Over its history, the Neonatal Research Network has published more than 350 peer-reviewed papers. Some high-impact results from NRN studies are below. A complete listing of NRN studies and papers is available on the NRN website External Web Site Policy.

  • Hypothermia as a safe and effective therapy for birth asphyxia. NRN conducted pioneering research on hypothermia as a treatment for birth asphyxia and HIE. The whole-body hypothermia randomized, controlled trial involved 208 infants less than 6 hours old who had evidence of moderate to severe brain injury caused by restricted blood flow. In seeking to learn whether hypothermia treatment can reduce death or disability, the investigators used cooling blankets with careful esophageal temperature monitoring to decrease some of the infants' body temperatures to 33.5°C (92.3°F) for 72 hours, followed by slow re-warming.
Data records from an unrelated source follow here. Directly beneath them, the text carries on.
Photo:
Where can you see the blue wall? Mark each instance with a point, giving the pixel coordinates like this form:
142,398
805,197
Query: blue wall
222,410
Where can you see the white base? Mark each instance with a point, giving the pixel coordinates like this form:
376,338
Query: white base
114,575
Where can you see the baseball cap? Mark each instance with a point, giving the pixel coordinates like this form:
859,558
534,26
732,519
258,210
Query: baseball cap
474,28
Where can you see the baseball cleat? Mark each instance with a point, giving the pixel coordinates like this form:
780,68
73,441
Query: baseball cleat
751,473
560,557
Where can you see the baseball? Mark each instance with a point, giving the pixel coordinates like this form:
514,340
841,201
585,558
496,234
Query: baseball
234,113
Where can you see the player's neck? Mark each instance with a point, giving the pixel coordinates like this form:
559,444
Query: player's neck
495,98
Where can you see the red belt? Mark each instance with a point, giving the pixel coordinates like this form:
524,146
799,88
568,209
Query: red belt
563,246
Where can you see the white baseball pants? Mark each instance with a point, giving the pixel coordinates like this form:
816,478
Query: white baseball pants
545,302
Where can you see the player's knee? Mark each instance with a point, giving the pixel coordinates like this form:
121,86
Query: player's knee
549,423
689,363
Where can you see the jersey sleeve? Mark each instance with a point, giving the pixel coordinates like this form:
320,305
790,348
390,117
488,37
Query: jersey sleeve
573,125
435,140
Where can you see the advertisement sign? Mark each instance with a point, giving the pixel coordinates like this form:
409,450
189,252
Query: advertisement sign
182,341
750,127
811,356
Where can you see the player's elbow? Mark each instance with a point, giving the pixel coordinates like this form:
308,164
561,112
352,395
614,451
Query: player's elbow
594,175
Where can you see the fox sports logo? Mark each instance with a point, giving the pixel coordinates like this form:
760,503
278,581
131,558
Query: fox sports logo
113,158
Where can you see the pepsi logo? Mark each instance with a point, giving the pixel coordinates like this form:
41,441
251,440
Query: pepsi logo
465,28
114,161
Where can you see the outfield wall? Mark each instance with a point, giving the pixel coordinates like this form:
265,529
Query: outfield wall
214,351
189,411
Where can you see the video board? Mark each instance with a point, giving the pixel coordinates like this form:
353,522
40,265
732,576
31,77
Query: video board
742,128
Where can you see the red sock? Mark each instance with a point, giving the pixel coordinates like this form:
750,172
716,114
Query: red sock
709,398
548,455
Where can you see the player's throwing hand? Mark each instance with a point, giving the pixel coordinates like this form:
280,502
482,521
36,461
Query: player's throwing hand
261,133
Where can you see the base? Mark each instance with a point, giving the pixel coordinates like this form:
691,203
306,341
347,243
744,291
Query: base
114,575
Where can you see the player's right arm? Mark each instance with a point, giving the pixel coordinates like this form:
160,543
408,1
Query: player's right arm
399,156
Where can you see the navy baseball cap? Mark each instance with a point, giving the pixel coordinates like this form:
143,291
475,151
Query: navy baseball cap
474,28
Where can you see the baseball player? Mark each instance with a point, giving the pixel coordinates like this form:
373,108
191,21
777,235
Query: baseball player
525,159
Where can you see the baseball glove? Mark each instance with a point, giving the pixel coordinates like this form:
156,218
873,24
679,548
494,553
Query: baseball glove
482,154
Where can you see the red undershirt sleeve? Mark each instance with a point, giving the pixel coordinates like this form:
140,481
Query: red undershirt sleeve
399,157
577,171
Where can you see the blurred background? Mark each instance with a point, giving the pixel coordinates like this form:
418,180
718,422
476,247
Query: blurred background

The trial found that whole-body hypothermia is both a safe and effective therapy—infants with moderate or severe HIE who received hypothermia were more likely to survive to a corrected age of 18-22 months with less neurodevelopmental impairment (PMID: 16221780). Surviving children were recently re-examined at school age; the study found that those who received hypothermia were more likely to survive to 6 or 7 years of age and were no more likely than the routine care group to experience a physical or cognitive impairment (PMID: 22646631).
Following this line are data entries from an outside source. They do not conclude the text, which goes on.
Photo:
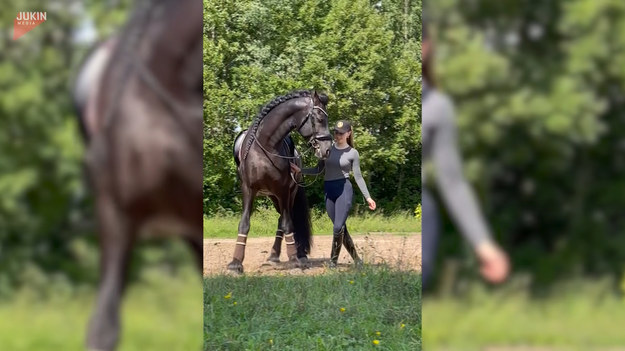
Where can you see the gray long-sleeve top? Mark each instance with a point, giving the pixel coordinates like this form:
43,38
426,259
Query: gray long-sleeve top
440,147
338,166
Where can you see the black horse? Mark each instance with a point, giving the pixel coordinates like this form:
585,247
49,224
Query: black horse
262,155
139,99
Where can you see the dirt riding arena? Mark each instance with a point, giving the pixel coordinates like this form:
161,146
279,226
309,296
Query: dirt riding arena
397,251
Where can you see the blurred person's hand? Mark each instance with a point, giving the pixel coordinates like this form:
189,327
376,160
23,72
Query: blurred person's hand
371,203
494,262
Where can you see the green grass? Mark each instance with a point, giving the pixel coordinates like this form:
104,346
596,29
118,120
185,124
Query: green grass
264,223
583,315
160,313
303,313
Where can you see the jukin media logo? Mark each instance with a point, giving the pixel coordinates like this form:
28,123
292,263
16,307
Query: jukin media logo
26,21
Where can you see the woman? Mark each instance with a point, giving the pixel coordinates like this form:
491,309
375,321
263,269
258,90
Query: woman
343,159
440,149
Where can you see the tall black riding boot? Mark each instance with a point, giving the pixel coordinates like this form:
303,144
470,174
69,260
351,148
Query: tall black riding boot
351,248
337,242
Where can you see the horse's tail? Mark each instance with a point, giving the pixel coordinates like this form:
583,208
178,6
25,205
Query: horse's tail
300,214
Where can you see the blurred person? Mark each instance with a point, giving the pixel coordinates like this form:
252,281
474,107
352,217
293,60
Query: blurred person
343,160
440,148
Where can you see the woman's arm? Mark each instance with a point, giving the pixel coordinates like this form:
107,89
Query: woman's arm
454,189
358,175
321,165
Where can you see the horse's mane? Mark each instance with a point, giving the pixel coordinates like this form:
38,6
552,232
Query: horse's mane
267,108
275,102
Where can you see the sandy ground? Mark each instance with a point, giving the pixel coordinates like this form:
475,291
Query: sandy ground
397,251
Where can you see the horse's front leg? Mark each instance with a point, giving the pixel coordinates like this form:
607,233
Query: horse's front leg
277,244
116,239
244,228
289,236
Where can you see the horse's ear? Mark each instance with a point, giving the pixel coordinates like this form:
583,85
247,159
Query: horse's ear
324,99
315,95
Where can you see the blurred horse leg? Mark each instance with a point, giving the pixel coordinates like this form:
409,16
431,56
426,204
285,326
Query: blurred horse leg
116,241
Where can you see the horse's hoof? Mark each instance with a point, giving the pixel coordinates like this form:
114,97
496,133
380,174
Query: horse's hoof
235,266
302,262
274,258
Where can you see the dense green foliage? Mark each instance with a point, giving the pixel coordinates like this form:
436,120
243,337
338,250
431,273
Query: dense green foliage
367,60
151,318
539,93
40,148
577,316
304,313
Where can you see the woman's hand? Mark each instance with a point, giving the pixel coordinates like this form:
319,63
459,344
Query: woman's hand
294,168
371,204
494,262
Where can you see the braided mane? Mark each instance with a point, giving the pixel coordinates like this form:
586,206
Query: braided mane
267,108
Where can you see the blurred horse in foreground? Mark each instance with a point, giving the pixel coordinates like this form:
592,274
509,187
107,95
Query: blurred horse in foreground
139,98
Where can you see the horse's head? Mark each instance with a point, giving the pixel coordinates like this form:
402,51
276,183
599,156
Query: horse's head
315,127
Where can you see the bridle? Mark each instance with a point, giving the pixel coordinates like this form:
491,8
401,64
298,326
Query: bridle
313,139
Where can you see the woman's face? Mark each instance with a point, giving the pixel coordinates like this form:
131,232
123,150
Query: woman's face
341,138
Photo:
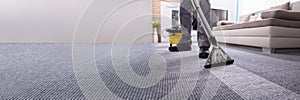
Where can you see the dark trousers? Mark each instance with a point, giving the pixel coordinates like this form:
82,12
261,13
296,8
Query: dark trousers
186,14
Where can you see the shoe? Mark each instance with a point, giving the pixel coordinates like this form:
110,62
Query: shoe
204,52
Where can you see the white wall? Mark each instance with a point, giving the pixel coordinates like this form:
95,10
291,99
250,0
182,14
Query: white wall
229,5
55,20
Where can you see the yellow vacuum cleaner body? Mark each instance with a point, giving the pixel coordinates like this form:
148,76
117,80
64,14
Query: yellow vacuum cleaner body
174,36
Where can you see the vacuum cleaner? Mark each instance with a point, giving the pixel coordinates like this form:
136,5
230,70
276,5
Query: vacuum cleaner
174,37
217,57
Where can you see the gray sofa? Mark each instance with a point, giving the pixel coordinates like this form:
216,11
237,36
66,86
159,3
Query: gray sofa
276,29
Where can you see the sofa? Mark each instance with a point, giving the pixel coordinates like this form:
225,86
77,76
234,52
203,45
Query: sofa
274,28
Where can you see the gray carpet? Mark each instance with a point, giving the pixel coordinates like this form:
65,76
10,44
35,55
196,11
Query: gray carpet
45,71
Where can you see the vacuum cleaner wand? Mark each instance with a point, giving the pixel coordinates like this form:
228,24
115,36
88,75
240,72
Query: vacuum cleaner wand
218,56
  • Earlier jaundice treatment with phototherapy reduces brain injury in extremely premature infants. Jaundice results when newborn infants have high levels of bilirubin in their blood—high levels of bilirubin can cause brain injury or kernicterus. Bilirubin can, however, also function as an antioxidant, and so modest amounts may have some benefit. Phototherapy is commonly used in infants and has been shown to reduce levels of bilirubin. NRN's Phototherapy Trial tested whether phototherapy initiated at a lower bilirubin threshold (aggressive phototherapy) versus a higher threshold (conservative phototherapy) would affect neurodevelopmental impairment or death in infants weighing less than 1,000 grams at birth. Aggressive phototherapy reduced the rate of neurodevelopmental impairment at a corrected age of 18 to 22 months from 30% to 26%, and the rate of rate of profound neurodevelopmental impairment from 13% to 9%. However, the reduction in impairment may be offset by an increase in death in the smaller infants weighing 501to 750 grams at birth. (PMID: 18971491).
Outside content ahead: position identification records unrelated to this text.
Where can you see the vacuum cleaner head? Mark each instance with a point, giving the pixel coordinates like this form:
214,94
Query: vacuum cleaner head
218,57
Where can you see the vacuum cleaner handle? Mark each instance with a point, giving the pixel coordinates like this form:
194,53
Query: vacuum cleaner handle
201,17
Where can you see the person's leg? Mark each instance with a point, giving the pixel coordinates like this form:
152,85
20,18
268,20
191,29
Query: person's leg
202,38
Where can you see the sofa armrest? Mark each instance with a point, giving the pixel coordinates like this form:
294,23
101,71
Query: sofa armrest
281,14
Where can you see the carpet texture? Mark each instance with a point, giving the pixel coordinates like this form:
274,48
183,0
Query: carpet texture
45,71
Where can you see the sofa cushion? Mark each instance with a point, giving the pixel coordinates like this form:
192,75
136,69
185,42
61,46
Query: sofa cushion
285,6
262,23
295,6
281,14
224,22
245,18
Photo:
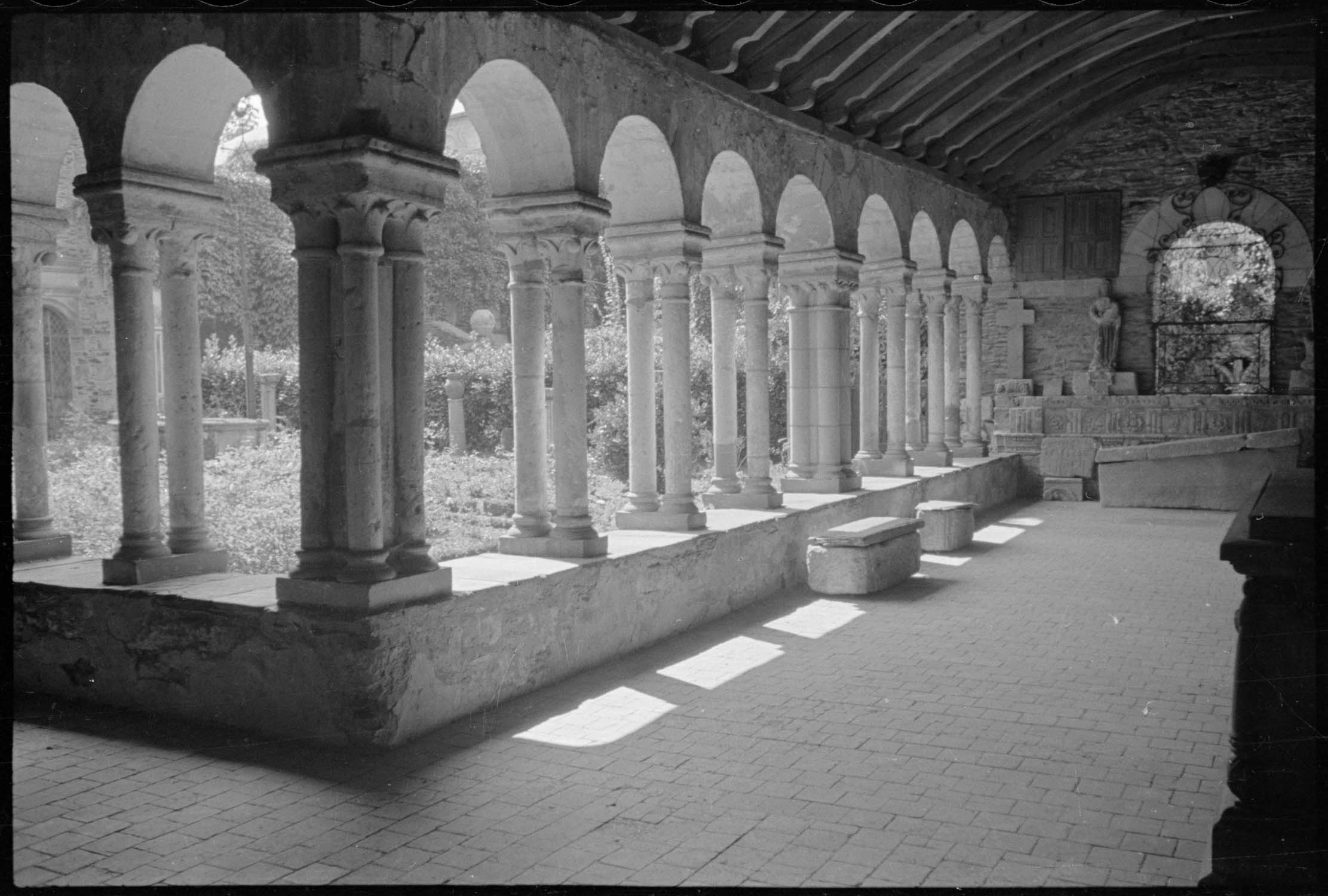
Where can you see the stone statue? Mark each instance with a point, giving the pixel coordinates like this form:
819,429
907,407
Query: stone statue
1106,315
  • Vitamin A. Evidence suggests that supplementation with vitamin A may help to reduce the risk of chronic lung disease and sepsis among ELBW infants. NRN conducted a multicenter, randomized trial to assess the effectiveness and safety of 5,000 IU of vitamin A administered intramuscularly three times per week for 4 weeks to 807 infants in need of respiratory support 24 hours after birth, compared to a sham treatment. The trial showed that this regimen reduced biochemical evidence of vitamin A deficiency and slightly decreased the risk of chronic lung disease in ELBW infants. (PMID: 10379020).